Este año me invitaron a ser columnista y acepté, me preguntaron si quería publicar mi columna cada ocho días o cada quince y yo respondí sin dudar: «cada ocho días». Quería escribir -claro- sobre procesos de escritura en las redes sociales, tenía mucho que decir y lo diría y empecé a escribir mi columna semanal. Cuando había escrito cuatro o cinco profundas reflexiones sobre Twitter, twitteros y tweets sentí que a medida que publicaba se agotaban las ideas y que no podía fallarme a mí misma, no podía olvidar que me había prometido muy joven -a los nueve años- no repetir lo mismo cien veces por plata, prestigio, orgullo u obligación y que sería una tontería ceder a los cuarenta.
Después de haber publicado menos de diez textos le escribí a quien me había invitado a ser columnista: «Pensé que tenía mucho que decir pero no era cierto y no quiero escribir sin deseo, no quiero escribir por escribir, no quiero posar de intelectual, inteligente, crítica, contestataria, informada o actualizada, no quiero parecer forzada como casi todos los columnistas en algún momento de su triste carrera».

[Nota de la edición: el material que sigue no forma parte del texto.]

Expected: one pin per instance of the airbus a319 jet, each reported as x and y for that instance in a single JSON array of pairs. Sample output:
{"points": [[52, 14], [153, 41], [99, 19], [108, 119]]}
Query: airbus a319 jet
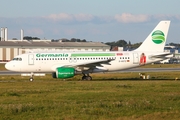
{"points": [[68, 64]]}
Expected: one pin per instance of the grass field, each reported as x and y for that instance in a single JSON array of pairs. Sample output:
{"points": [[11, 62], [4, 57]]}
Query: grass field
{"points": [[117, 96]]}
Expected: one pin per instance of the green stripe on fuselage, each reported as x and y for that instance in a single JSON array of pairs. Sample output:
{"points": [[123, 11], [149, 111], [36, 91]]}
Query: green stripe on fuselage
{"points": [[91, 54]]}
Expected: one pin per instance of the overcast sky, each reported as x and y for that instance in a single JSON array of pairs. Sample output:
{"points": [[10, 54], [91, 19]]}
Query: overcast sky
{"points": [[93, 20]]}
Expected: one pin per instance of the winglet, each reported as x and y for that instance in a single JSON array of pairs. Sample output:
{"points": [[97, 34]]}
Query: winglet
{"points": [[156, 40]]}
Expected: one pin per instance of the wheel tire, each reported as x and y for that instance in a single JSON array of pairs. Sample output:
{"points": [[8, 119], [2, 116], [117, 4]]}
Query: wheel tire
{"points": [[31, 79]]}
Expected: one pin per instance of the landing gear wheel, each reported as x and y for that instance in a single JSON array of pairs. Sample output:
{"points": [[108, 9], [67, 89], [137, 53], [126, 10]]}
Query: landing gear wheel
{"points": [[31, 79]]}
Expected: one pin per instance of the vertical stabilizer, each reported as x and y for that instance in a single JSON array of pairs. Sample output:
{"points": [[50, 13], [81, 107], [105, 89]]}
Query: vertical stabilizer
{"points": [[156, 40]]}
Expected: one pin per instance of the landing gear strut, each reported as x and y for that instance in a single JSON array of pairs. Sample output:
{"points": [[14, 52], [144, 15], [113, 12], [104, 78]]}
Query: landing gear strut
{"points": [[31, 77], [86, 77]]}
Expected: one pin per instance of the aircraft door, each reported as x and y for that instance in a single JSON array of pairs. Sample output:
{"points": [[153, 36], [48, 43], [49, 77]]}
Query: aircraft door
{"points": [[135, 58], [31, 59]]}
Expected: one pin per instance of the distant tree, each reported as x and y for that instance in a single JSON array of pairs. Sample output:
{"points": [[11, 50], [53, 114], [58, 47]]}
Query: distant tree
{"points": [[84, 40]]}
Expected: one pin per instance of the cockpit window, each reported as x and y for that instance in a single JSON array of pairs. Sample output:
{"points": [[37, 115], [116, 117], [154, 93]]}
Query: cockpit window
{"points": [[17, 59]]}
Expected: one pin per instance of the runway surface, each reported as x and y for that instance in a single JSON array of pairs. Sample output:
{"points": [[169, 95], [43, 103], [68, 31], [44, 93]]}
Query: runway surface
{"points": [[129, 70]]}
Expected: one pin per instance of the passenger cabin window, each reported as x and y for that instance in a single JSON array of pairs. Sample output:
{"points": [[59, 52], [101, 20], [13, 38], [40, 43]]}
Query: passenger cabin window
{"points": [[17, 59]]}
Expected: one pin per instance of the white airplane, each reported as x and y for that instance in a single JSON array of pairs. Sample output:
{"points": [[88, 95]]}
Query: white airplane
{"points": [[68, 64]]}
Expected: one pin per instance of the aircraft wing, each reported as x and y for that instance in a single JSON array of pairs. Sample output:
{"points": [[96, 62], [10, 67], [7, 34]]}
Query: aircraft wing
{"points": [[85, 65]]}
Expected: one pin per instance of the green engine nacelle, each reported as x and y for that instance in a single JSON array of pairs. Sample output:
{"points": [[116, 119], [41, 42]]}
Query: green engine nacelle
{"points": [[63, 72]]}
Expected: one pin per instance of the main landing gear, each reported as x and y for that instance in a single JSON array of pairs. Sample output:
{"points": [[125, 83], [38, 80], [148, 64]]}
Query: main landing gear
{"points": [[86, 77], [31, 77]]}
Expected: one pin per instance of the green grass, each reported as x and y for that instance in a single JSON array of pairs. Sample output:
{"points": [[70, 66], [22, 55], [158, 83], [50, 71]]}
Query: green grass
{"points": [[108, 97], [145, 66]]}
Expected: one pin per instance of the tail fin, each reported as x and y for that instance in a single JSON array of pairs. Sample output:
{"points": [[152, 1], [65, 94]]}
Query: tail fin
{"points": [[156, 40]]}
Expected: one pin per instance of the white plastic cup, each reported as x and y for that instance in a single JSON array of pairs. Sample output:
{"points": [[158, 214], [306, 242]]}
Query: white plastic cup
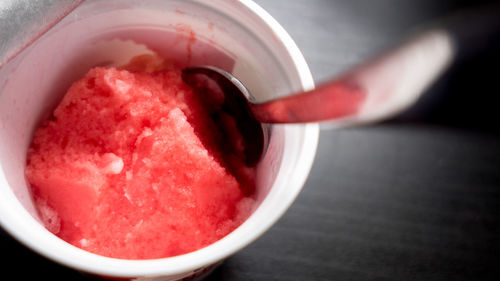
{"points": [[238, 36]]}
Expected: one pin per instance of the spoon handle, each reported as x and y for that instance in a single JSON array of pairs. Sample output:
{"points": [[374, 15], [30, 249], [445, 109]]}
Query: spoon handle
{"points": [[392, 81]]}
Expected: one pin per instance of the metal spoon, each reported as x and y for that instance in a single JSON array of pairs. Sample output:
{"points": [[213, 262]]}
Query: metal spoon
{"points": [[375, 90]]}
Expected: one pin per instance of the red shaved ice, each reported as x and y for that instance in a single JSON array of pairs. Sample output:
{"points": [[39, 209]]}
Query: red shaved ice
{"points": [[130, 166]]}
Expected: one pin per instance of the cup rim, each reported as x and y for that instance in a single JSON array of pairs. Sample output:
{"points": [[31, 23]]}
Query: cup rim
{"points": [[16, 224]]}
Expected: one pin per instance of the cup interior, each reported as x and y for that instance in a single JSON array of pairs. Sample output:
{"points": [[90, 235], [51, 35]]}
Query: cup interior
{"points": [[227, 34]]}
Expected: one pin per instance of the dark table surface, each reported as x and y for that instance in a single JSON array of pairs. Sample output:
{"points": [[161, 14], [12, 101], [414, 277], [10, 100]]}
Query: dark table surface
{"points": [[414, 198]]}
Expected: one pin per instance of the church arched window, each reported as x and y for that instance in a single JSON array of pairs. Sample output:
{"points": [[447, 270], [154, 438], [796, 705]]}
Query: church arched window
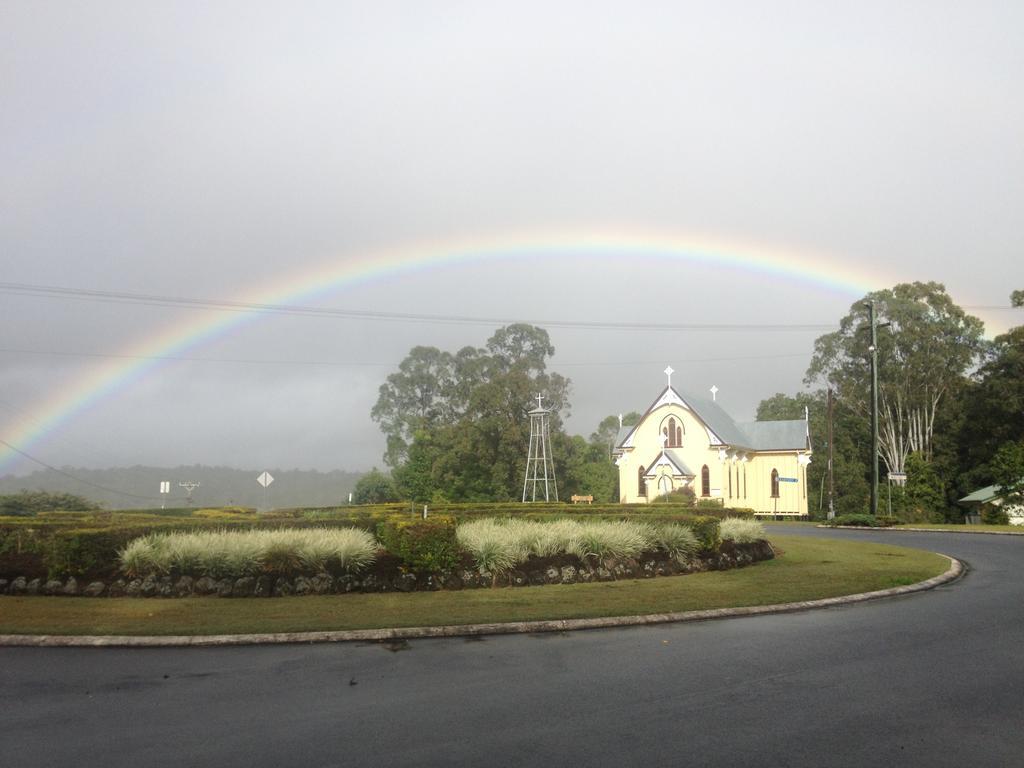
{"points": [[672, 433]]}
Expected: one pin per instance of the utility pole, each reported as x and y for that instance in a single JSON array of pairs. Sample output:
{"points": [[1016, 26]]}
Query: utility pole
{"points": [[873, 349], [832, 479], [189, 485]]}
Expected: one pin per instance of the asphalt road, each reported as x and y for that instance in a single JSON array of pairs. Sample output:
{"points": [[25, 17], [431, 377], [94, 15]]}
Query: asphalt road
{"points": [[933, 679]]}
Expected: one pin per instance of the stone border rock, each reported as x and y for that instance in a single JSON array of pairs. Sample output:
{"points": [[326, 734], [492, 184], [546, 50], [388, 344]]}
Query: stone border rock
{"points": [[956, 568]]}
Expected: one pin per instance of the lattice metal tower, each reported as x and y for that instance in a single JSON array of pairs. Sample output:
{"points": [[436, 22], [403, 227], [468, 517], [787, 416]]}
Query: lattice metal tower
{"points": [[540, 464]]}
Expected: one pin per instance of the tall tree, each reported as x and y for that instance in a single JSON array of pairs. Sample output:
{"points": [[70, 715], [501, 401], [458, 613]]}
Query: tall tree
{"points": [[849, 433], [457, 425], [928, 347], [607, 430]]}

A veces pienso en los columnistas por contrato y siento escalofrio, una semana se pasa muy rápido y no cambia mucho el panorama como para que todos los pensadores tengan algo que decir, algo tan bien pensado que ponga en actitud reflexiva a sus lectores. También pienso en María Isabel Rueda: todos los días en W Radio Colombia anuncian a la «pensadora» con un «Y mientras tanto, ¿qué se estará preguntando María Isabel?». María Isabel Rueda no me parece precisamente la gran pensadora colombiana pero ella se obliga a hacerse dos o tres preguntas trascendentales cada mañana. Yo no podría vivir así, el mejor tiempo es el que transcurre tranquilamente y creo que las grandes ideas, las grandes preguntas, los grandes pensamientos, aparecen en el momento menos pensado, sin que lo planeemos, sin que nos paguen por pensar.